Try working a quick pause into all your bench sets. It will pay off in the future.


----------



## StoliFTW (Jul 9, 2013)

PillarofBalance said:


> Not doing sheiko is kinda nice isn't it


you know it. After Sheiko you have a different outlook - on some level I feel like I'm not giving it all I've got anymore. But I'm sore as fuck today. 



PillarofBalance said:


> Try working a quick pause into all your bench sets. It will pay off in the future.

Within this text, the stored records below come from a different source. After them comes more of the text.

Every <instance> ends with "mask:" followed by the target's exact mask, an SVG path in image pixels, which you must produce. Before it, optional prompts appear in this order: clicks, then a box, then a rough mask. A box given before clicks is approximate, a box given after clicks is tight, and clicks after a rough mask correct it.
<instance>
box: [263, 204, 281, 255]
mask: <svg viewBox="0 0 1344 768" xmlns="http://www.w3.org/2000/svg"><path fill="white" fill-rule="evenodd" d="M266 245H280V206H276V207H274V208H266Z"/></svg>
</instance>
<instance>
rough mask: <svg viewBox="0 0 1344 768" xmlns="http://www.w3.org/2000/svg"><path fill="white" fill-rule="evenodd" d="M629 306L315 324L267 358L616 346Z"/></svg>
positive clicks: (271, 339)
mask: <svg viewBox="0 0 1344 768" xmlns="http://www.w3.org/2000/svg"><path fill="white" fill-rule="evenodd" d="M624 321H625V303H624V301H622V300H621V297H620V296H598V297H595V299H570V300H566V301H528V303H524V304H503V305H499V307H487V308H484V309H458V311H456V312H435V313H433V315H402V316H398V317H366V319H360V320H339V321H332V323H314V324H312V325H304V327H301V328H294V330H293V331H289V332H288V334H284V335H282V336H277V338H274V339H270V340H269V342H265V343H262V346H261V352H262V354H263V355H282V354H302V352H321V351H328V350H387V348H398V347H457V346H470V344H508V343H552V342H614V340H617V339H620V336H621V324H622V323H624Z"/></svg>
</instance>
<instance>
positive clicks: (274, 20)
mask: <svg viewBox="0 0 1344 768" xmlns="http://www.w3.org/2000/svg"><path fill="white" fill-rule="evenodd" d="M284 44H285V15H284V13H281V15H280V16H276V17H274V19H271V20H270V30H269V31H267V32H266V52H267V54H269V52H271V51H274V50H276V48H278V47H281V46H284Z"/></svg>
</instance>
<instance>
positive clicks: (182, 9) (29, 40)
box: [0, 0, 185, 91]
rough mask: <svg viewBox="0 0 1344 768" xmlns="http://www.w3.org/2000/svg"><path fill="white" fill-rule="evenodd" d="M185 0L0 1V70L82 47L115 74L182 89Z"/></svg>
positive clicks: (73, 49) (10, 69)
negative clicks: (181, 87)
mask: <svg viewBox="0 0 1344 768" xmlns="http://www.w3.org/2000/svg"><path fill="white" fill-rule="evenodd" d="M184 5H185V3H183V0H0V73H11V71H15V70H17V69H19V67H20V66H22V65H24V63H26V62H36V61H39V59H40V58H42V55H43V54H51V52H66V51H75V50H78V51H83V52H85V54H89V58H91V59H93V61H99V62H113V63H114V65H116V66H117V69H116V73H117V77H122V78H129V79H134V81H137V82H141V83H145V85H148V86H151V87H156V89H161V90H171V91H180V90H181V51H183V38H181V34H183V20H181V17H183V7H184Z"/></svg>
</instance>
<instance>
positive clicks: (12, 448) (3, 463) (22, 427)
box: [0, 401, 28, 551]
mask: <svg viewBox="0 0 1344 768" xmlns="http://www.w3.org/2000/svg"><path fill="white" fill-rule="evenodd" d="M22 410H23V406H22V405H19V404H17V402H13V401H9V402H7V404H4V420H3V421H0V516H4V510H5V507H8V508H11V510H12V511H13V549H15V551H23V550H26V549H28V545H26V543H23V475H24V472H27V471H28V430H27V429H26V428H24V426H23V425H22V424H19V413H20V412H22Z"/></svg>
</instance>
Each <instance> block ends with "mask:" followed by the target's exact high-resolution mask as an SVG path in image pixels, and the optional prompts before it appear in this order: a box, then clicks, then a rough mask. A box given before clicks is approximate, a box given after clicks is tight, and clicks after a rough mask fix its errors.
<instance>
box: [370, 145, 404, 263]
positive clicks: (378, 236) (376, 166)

Already do a very slow controlled negative, probably 2-3 seconds down and explode up. But will definitely try and use more pauses.


----------



## StoliFTW (Jul 11, 2013)

Tuesday July 9

Squat: 4x10x225
  2secPause 3x6x225
Speed Deadlift: 4x6x275
Good Mornings: 4x8x145
Chin Ups: 2x9
Seated Cable Row: 4x7x150
Seated Hammer Curl: 4x9x40
Plate Raise Front: 4x10x45

Notes: Back Pumps are pretty bad - not sure if it's Var related as I upped the dose to 75mg about 2 weeks ago.


----------



## StoliFTW (Jul 11, 2013)

I've decided to switch to a 5x5 program throwing in some assistance work here and there. For some odd reason this Pacifico/ACME hybrid doesn't sit well with me. Today will still be the bench day from my original program, but starting Saturday I'll switch.


----------